Thanks to the support from people like you, our programmes and the future of exploration are possible. To learn more, visit natgeo.com/giveback

 

EXPLORATION LIKE THIS HAPPENS BECAUSE OF TRAVELLERS LIKE YOU

 

The National Geographic Society is an impact-driven global nonprofit organization founded in 1888 in Washington D.C. For over 130 years, the National Geographic Society has been pushing the boundaries of exploration, furthering understanding of our world and empowering us all to generate solutions for a healthy, more sustainable future.

It has funded hundreds of research and conservation projects around the world, inspiring generations to come with diverse research and education initiatives, and sharing their insights with the world. Each year, the Emerging Explorer Program honours and supports talented and inspirational people with innovative ideas – to date the National Geographic Society has supported more than 13,000 projects worldwide.

See below some examples of these projects.

 

Planet or Plastic?

As the amount of plastic in our world’s oceans continues to grow, National Geographic has launched Planet or Plastic?—a multiyear initiative to raise awareness about the global plastic crisis and reduce the amount of single-use plastic that reaches the world’s oceans. This initiative will not only benefit the millions of marine animals that ingest, become tangled in, and are suffocated by plastic each year, but will also contribute to the overall health of the planet’s marine ecosystems and all who rely upon them.
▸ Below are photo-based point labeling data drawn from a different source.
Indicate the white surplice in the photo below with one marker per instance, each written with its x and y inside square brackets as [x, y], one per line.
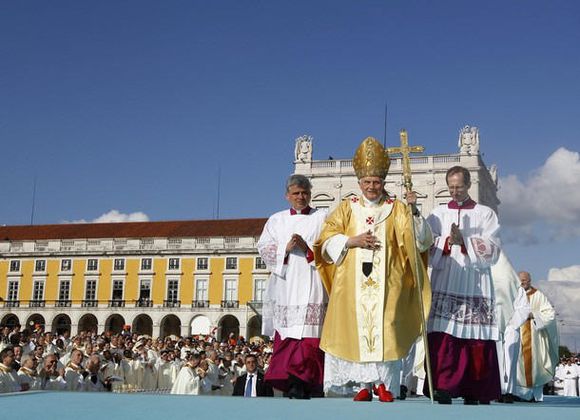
[545, 342]
[463, 293]
[295, 300]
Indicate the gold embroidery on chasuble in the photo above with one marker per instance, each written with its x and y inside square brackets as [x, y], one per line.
[370, 290]
[526, 333]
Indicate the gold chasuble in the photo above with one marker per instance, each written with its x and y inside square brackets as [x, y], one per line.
[374, 318]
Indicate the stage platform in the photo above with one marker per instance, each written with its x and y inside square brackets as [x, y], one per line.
[110, 406]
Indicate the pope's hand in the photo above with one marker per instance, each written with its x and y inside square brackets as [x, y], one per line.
[365, 240]
[296, 242]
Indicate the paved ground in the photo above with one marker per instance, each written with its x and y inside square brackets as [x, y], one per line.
[108, 406]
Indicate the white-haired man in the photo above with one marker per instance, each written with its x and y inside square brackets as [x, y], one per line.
[295, 300]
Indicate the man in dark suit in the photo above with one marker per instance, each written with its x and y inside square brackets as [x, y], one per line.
[251, 384]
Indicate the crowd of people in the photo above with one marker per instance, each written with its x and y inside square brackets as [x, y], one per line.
[361, 302]
[132, 363]
[124, 362]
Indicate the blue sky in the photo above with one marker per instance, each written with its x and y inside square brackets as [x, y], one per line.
[134, 105]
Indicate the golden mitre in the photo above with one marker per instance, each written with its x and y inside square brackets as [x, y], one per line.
[371, 159]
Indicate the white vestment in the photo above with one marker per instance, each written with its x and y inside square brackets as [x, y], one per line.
[131, 370]
[543, 348]
[463, 293]
[74, 378]
[512, 342]
[295, 300]
[188, 382]
[29, 377]
[569, 375]
[212, 374]
[166, 374]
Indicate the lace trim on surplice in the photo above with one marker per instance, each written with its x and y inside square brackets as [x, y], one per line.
[467, 310]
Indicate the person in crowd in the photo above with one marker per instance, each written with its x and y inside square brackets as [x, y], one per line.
[191, 377]
[27, 374]
[251, 383]
[9, 381]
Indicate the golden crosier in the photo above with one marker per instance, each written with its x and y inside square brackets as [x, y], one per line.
[371, 159]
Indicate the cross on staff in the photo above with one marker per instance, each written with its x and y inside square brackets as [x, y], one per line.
[405, 150]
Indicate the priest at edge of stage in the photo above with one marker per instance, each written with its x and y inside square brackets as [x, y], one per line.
[463, 323]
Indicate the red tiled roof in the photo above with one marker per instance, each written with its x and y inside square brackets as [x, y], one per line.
[172, 229]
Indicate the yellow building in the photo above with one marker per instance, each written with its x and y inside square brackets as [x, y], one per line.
[161, 278]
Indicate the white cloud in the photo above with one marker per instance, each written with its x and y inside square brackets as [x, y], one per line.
[115, 216]
[565, 297]
[571, 273]
[550, 196]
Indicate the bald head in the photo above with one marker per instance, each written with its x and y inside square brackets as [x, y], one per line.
[525, 280]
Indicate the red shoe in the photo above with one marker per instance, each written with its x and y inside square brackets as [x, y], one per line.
[383, 394]
[363, 395]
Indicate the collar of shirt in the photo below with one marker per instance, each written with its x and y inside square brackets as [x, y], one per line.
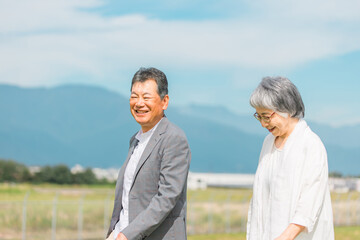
[144, 137]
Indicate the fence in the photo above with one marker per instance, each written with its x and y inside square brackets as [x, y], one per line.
[86, 214]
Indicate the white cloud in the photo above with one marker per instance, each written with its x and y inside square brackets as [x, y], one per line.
[44, 41]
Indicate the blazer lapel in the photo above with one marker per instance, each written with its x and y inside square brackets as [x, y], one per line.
[133, 143]
[151, 144]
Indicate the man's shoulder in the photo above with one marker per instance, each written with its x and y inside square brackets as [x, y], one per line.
[172, 129]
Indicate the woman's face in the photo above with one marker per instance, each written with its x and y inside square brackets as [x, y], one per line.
[278, 125]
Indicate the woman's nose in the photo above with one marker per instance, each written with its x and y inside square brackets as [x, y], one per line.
[263, 124]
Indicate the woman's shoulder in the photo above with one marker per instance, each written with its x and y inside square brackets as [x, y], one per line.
[312, 140]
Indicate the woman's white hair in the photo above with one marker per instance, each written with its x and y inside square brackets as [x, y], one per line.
[278, 94]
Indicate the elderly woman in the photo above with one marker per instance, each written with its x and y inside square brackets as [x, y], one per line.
[291, 197]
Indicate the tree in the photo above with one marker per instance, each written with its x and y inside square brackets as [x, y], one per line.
[11, 171]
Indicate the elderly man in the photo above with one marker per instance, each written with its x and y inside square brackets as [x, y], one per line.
[150, 195]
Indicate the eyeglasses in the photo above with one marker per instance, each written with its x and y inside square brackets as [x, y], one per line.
[266, 119]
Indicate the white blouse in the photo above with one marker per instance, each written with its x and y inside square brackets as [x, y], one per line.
[291, 186]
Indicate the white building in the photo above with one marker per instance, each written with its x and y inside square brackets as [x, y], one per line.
[204, 180]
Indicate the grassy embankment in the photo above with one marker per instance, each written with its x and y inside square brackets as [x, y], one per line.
[211, 212]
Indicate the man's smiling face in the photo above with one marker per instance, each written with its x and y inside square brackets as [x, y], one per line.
[146, 105]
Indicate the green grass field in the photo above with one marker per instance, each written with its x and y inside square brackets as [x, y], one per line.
[86, 210]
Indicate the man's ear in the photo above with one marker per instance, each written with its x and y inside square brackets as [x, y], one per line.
[165, 102]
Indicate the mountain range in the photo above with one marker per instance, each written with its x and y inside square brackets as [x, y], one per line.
[91, 126]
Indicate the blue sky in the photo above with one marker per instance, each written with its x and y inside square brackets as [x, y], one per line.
[213, 52]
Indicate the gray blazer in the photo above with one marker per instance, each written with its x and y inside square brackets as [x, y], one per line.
[157, 198]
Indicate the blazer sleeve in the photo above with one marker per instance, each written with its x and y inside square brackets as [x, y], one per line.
[173, 174]
[314, 187]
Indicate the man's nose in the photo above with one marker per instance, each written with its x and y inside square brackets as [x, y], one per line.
[139, 102]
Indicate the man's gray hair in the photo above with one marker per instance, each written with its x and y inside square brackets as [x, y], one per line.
[278, 94]
[144, 74]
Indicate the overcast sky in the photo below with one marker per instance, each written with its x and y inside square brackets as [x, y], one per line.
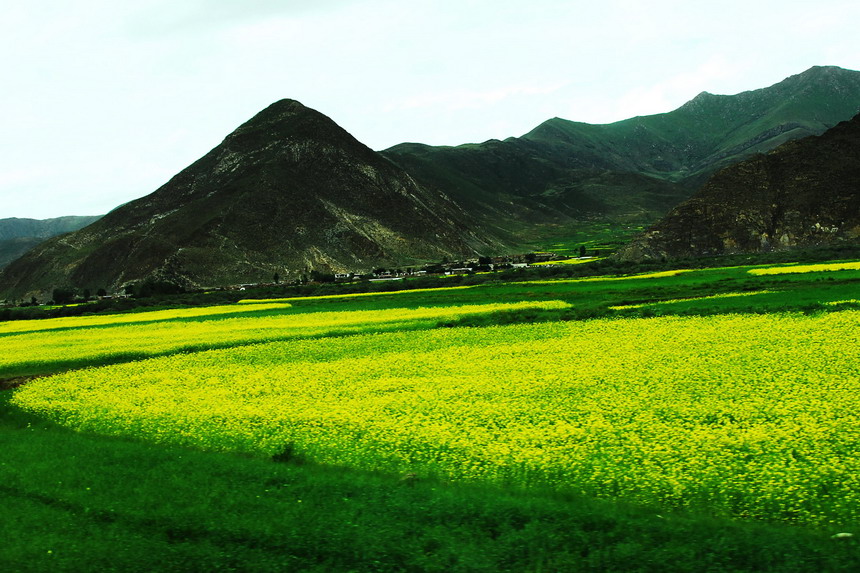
[103, 101]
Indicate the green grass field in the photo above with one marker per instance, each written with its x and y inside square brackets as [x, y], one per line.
[692, 420]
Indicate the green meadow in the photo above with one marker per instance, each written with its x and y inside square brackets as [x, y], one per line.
[681, 420]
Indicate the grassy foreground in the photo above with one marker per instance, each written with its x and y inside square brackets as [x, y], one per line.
[78, 501]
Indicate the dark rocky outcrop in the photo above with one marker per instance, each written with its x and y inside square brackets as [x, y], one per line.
[17, 236]
[806, 193]
[287, 192]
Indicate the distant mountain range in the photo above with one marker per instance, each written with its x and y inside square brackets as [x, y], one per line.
[17, 236]
[290, 192]
[631, 170]
[806, 193]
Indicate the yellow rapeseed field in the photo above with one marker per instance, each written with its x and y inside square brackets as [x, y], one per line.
[752, 415]
[99, 339]
[818, 267]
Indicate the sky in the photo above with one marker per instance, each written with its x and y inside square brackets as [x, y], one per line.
[103, 101]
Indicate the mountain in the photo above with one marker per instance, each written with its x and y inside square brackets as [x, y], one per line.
[287, 192]
[17, 236]
[805, 193]
[568, 173]
[291, 192]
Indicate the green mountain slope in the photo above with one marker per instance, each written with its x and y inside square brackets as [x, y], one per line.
[633, 170]
[805, 193]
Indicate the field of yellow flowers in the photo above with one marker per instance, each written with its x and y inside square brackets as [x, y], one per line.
[746, 415]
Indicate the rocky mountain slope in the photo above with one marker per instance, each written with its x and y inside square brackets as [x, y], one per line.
[633, 170]
[17, 236]
[290, 192]
[805, 193]
[287, 192]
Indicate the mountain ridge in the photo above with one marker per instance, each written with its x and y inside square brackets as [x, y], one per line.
[805, 193]
[289, 191]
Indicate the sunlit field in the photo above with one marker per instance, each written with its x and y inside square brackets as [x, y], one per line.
[555, 424]
[646, 409]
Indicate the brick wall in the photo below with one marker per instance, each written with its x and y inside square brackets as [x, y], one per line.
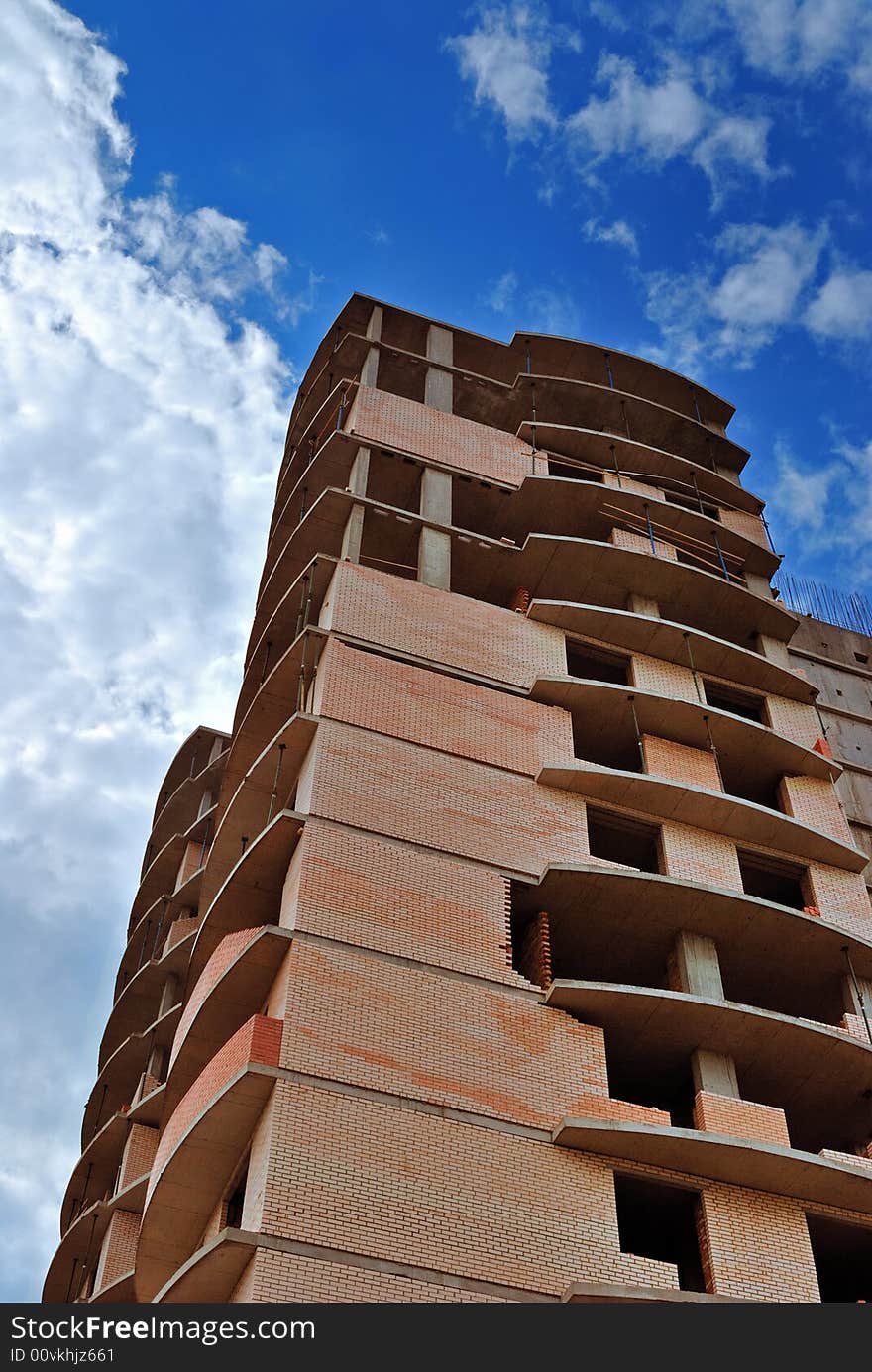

While the plastic problem is in plain sight, we can help drive the change. Take the Planet or Plastic? pledge to reduce your use of single-use plastic and help us meet a goal of preventing a billion single-use plastic items from reaching the ocean. Choose the planet and take the pledge: natgeo.com/plasticpledge

 

Pristine Seas

Marine ecologist and National Geographic Explorer-in-Residence Enric Sala launched the Pristine Seas project in 2008 to identify, explore, and help save the last wild places in the ocean. The goal: to protect 20 of the ocean’s wildest places by 2020. These unique marine ecosystems are a window into the past, revealing what the ocean looked like before overfishing and pollution took their toll. It is essential that we let the world know that these places exist, that they are threatened, and that help is needed to protect them.

 

Photo Ark

The National Geographic Photo Ark is using the power of photography to inspire people to help save species at risk before it’s too late. Photo Ark founder and National Geographic photographer and Fellow Joel Sartore has visited 40 countries in his quest to create this photo archive of global biodiversity. To date, he has completed intimate portraits of more than 8,485 species. No matter its size, each animal is treated with the same amount of affection and respect. The results are portraits that are not just stunningly beautiful, but also intimate and moving.

 

Big Cats Initiative

The National Geographic Society’s Big Cats Initiative supports scientists and conservationists working to save lions, tigers, cheetahs, leopards, and other big cats in the wild. With your help, we’ve supported more than 110 innovative projects to protect big cat species in 28 countries and built more than 1,600 livestock enclosures to protect livestock and save big cats from retaliatory killings.

Together we’re helping big cats and communities thrive.

 

Out of Eden Walk

Pulitzer Prize-winning correspondent and National Geographic Fellow Paul Salopek’s 21,000-mile odyssey is a multiyear experiment in slow journalism. Moving at the beat of his footsteps, Paul is walking the pathways of the first humans who migrated out of Africa in the Stone Age and made the Earth ours. Along the waym Out of Eden Walk is covering the major stories of our time—from climate change to technological innovation, from mass migration to cultural survival—by giving voice to the people who inhabit them every day.